The story of the rogue exclamation mark (!) or how I lost 4 hours of my life.


This story contains no information of interest to anyone what-so-ever.

But it annoyed me, so let me vent.

I was already over my time-estimate, and I had a bug. It was strange, the system was sending out two emails and one had an exclamation mark; just randomly right in the footer – But the other was fine. After staring at my code and deciding that there was nothing wrong I decided to view-source in the browser – Yup, email had an exclamation mark right in the middle.

But I wasn’t putting it in there, and the code to attach the footer to each email was exactly the same. However only one email was displaying an exclamation mark.

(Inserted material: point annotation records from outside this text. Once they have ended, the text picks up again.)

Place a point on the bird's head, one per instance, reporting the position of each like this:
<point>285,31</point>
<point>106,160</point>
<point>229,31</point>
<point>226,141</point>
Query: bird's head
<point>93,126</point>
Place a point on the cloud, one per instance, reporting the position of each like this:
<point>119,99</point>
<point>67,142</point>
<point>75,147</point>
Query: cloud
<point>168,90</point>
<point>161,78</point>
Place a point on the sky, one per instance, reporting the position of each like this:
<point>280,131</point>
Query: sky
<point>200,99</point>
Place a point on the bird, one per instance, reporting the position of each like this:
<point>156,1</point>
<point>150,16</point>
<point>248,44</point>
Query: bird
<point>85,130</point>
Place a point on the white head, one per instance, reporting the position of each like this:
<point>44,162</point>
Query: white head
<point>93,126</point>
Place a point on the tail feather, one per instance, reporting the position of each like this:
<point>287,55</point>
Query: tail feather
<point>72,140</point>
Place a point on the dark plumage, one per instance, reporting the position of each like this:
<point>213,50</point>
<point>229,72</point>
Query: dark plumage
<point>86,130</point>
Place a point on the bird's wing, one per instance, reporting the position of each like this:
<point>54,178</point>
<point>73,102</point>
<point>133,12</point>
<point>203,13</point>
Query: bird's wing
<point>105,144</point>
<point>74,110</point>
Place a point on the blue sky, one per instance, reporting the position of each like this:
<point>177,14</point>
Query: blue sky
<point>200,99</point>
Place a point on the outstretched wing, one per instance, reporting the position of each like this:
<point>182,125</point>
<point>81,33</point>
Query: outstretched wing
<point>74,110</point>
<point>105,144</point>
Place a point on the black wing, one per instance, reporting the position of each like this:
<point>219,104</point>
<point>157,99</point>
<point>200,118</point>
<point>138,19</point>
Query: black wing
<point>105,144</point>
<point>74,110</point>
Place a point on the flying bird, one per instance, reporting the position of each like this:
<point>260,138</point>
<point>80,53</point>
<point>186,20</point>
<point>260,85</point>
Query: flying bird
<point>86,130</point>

See this project was in .php on a linux server – I’m not a php guru, nor a linux expert – previous to last month I had written approximately 50 lines of php code, and I’ve run linux, well never.

So I was convinced it was my bug, something I’d done wrong, something about the php_mail() function that I didn’t know about – It didn’t help that the server hadn’t been patched since 2004 and was still running php 4.2 so I couldn’t use any of the email libraries that kept being recommended in my google searches and promised to make my life easier.

So I entered a new test order into the system, and I got my two emails – One with an exclamation mark and one without, but this time the exclamation mark had moved. My previous testing at always shown it in the same place.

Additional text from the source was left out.